Brookline and Salem had allowed companies to rent scooters in their communities, and did not get any pushback from the state. Even so, the lack of clarity in state law is causing issues. Brookline, for example, suspended its scooter program after an eight-month pilot program and likely won’t resume it until neighboring cities also agree to adopt them.
“We learned what we could from our pilot,” said Heather Hamilton, a member of the town’s selectboard who led the push for the scooter test. “In order to do a pilot where we’re going to get more information, it needs to be in a bigger geographic area.”
Hamilton said surveys showed that a surprisingly high rate of the more than 100,000 scooter rentals in Brookline last year replaced what would have otherwise been walking trips. She attributed that to the small area of movement within the town’s borders, as the average ride was less than a mile.
Governor Charlie Baker filed legislation more than a year ago that would allow scooters on public roads without turn signals, but the Legislature has not acted on it. However, state Representative William Straus, co-chair of the Legislature’s transportation committee, said he hopes they are legalized before the summer.
Lime had been otherwise active in the region until recently, operating a rental service for electric-powered bicycles in several suburbs of Boston through an agreement with the Metropolitan Area Planning Council. But the company recently told MAPC it would not be returning next year. Instead, company officials say they are focusing on scooter rentals and hope to bring them to the Boston area as soon as they’re allowed.
“Our business is changing a lot around the world,” said Lime spokesman Russ Murphy. “The Boston area is one of the few markets that kept bikes as long as they did.”
Still, even in places where scooters are legal and encouraged, Lime recently dropped its service in a dozen communities where it wasn’t making enough money, including cities with better year-round conditions than Boston, such as San Diego and San Antonio.
RealID becomes reality
It’s 2020, meaning that one long-awaited deadline will hit travelers later this year. For those who use their Massachusetts driver’s license to board a plane, they will have to switch over to the new RealID license by October.
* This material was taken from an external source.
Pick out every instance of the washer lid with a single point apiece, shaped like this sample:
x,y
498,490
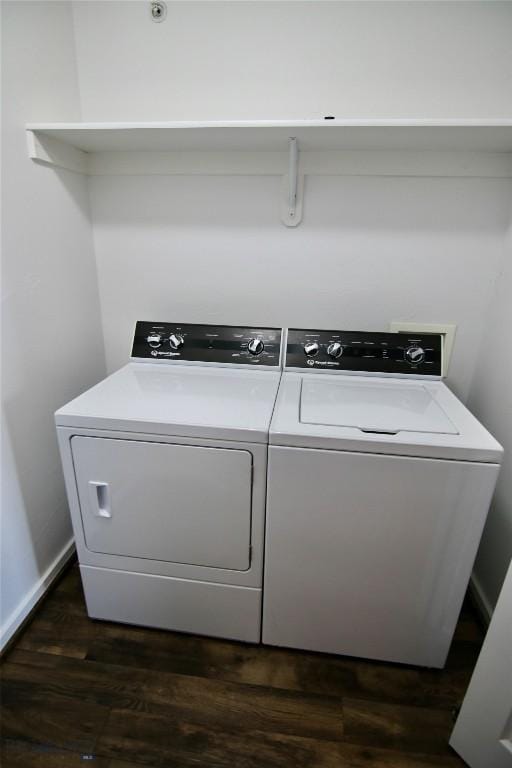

A traditional Massachusetts license will no longer be accepted as identification for flights, or to enter federal buildings, after that date; a passport, though, is still an acceptable identification at those venues.
The federal rule was taken up as an anti-terrorism measure during the George W. Bush administration. Drivers need additional proof of identity to get a RealID (see list at mass.gov/realid) and they cannot be renewed online — meaning it’s time for a visit to a Registry of Motor Vehicles branch.
Massachusetts began offering RealID in 2018 and initially experienced huge crowds at RMV locations. But the long lines may return as the October deadline approaches. To save time, you can go online to start the application and finish it off at a Registry office. Local branches of AAA also issue RealID licenses.
So far, about 1.4 million Massachusetts residents have gotten a RealID.